What is the best approach?

I am not looking for just glue here.


I don't just want to strengthen the bond between the bricks, but the model as a whole. The level of force to withstand is in the area where it would actually break a single brick.


Has anyone tried the kind of spray on film you can use to protect your car from bumps? How does these kind of product react with LEGO plastic?

Also important is that whatever I would use should not add a thick layer on top of the LEGO, it needs to retain it's original size to some extent. A millimeter or maybe two in some places could be ok.

  • 1
    I think, as @zovits mentioned in their answer, you should clarify what kind of model you are building and what kind of damage you expect it to withstand. Also keep in mind that some pieces are more fragile than others. Finally, consider that the Lego company just glues models when they want them permanently assembled. Jul 13, 2015 at 13:53

4 Answers 4


Is there a specific scenario in which it should be unbreakable? You definitely should use different techniques to prevent a spaceship from falling apart when dropped from a meter and to prevent a brick wall from separating when hit by a rolling football.

For System bricks using larger, longer bricks in overlapping configuration (think real life bricklaying) will certainly strengthen a model. You can also experiment with SNOT building to better withstand forces from other directions too.

For larger models a Technic skeleton can be built to be surprisingly strong, especially if you can anticipate the direction of the force and build accordingly.

Another approach to consider is to not build a single unbreakable model, but to plan it so that it has a few predefined breaking points where it will come apart. Then you can always put it back together easily. But of course it depends on your specific use case.


This is really nearly impossible unless you have a lifetime supply of super glue.
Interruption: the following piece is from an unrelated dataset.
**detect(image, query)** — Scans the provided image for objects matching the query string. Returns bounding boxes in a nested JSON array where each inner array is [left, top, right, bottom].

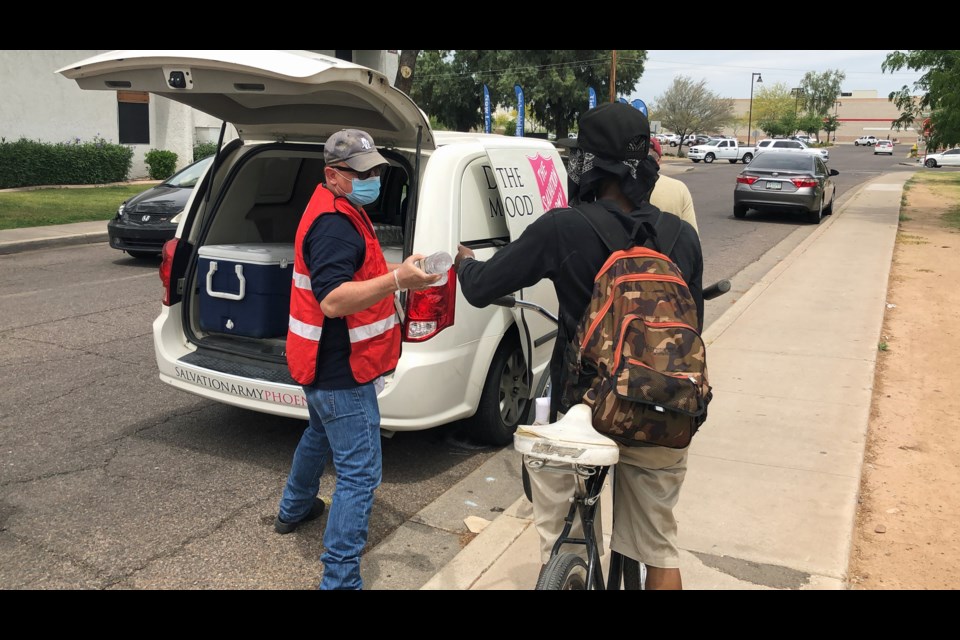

A good structure using Technic LEGO bricks will provide better support and a lot more "stick" to each other, making the creation less breakable. Building the structure in which the strongest side will take the most hits/pressure should be an excellent way to make the model unbreakable. Joining a Technic skeleton with other bricks should improve your model's durability. Technic and regular LEGO bricks create the best possible way for models to not fall apart.

Overlapping bricks (longer bricks preferred) like bricks can make a strong support for each other. Each piece helps each other support a piece, having no weak points unless layered unevenly.

Try making your models fall and see where they break most often. The place where they break off is probably a weak point and needs more support or the pieces used are just too weak for the job. Replace/rebuild to improve the overall structure of the model. Of course, long bricks are preferred as the pressure is more evenly placed, making the hits seem pitiful against the strong model.

  • Thanks for the answer, but I did not mean literally unbreakable. I was mostly asking for techniques other than glue to harden the model.
    – firelynx
    Jul 11, 2015 at 8:52

It's hard to answer this question without knowing more about the model in question. Something like a small Lowell Sphere would probably be made 'unbreakable' by a little squirt of expanding foam insulation inside. A Technic vehicle would be a whole different problem.


You could glue each brick together from inside the brick.